Extract the conversation backbone — then audit it with SQL
Unlike most functions here, cugraph_k_core returns edges, not scores:
the subgraph where every remaining vertex keeps at least k in-edges and
k out-edges. Because the output is reused as an edge relation, materialize it
in the local workspace; plain SQL can then verify the contract it promises:
-- Local workspace materialization; this does not write to lake.citation_network.
CREATE TABLE kcore30 AS
SELECT src, dst FROM cugraph_k_core('citation_edges', 'src', 'dst', NULL, '{"k":30}');
WITH deg AS (
SELECT v, SUM(o) AS outd, SUM(i) AS ind
FROM (SELECT src AS v, 1 AS o, 0 AS i FROM kcore30
UNION ALL
SELECT dst AS v, 0 AS o, 1 AS i FROM kcore30) u
GROUP BY v)
SELECT COUNT(*) AS vertices, MIN(outd) AS min_out, MIN(ind) AS min_in
FROM deg;
| vertices | min_out | min_in |
|---|---|---|
| 33,389 | 30 | 30 |
45.6M edges collapse to a 33k-vertex backbone of papers that both cite and are cited heavily — and the audit confirms every vertex meets the k=30 floor in both directions.
The k-core edge list comes back symmetrized: each undirected core edge
appears in both directions (2,043,052 rows here, i.e. ~1.0M undirected
edges). Note also that this per-direction floor is a stricter condition than
cugraph_core_number's in_out degree, which sums the two directions.
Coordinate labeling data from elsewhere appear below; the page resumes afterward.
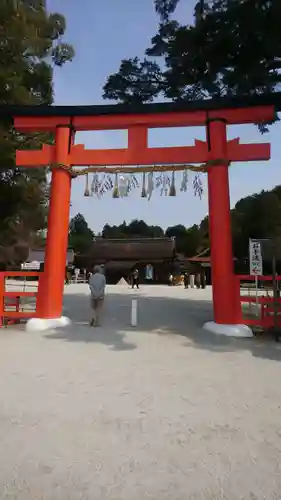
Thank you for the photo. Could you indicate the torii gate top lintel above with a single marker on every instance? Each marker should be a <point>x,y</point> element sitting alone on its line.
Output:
<point>257,109</point>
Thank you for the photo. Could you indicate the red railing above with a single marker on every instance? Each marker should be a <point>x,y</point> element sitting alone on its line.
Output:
<point>13,316</point>
<point>264,303</point>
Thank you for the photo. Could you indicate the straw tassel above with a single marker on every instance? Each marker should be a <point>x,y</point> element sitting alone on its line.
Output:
<point>143,191</point>
<point>115,193</point>
<point>87,190</point>
<point>173,186</point>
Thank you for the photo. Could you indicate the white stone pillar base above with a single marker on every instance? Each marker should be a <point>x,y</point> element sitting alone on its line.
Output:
<point>229,330</point>
<point>43,324</point>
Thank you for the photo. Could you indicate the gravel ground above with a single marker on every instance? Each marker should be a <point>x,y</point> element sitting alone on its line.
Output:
<point>161,411</point>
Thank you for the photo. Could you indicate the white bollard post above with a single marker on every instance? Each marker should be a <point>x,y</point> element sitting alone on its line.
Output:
<point>134,313</point>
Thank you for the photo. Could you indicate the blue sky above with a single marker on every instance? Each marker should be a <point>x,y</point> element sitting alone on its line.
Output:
<point>103,33</point>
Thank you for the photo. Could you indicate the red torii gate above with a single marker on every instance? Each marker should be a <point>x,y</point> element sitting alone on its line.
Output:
<point>217,152</point>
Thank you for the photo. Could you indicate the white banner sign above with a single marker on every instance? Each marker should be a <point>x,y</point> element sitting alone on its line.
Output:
<point>255,255</point>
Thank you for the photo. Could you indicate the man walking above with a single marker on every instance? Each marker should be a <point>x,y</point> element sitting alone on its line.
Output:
<point>135,278</point>
<point>97,283</point>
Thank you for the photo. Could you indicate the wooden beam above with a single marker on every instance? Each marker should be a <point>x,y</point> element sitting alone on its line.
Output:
<point>149,120</point>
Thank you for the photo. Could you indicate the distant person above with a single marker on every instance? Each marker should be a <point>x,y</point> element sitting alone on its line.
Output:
<point>66,278</point>
<point>192,280</point>
<point>76,274</point>
<point>97,285</point>
<point>186,280</point>
<point>203,280</point>
<point>135,278</point>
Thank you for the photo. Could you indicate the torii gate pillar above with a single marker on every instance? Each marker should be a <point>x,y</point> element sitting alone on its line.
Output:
<point>51,285</point>
<point>224,298</point>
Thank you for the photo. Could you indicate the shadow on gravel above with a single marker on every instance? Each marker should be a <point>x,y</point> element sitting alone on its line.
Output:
<point>159,316</point>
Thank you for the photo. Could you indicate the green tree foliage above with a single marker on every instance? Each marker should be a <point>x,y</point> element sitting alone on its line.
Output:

Chain it into the next algorithm
The materialized backbone is itself a valid edge relation, so it can feed
another cugraph_* call — a two-stage GPU pipeline held together by a local
workspace table name:
SELECT p.year, p.title
FROM cugraph_pagerank('kcore30', 'src', 'dst') r
JOIN papers p ON p.paper_id = r.vertex
ORDER BY r.value DESC
LIMIT 5;
| year | title |
|---|---|
| 2004 | Distinctive Image Features from Scale-Invariant Keypoints |
| 2014 | VERY DEEP CONVOLUTIONAL NETWORKS FOR LARGE-SCALE IMAGE RECOGNITION |
| 2005 | Histograms of oriented gradients for human detection |
| 2009 | ImageNet: A large-scale hierarchical image database |
| 2016 | Deep Residual Learning for Image Recognition |
Limitations & notes
- dry-run validates table resolution, column presence, static dtypes, and options only
- dry-run does not scan edge data, construct a graph, or prove source-vertex existence
Validate before running
Always dry-run a call before executing it. Validation checks the function, table, columns, dtypes, and options without touching the GPU:
SELECT * FROM cugraph_validate_call(
'cugraph_k_core',
'your_edges_table',
'{"src_col":"src","dst_col":"dst"}'
);
See Discovery & validation for the full cugraph_validate_call contract.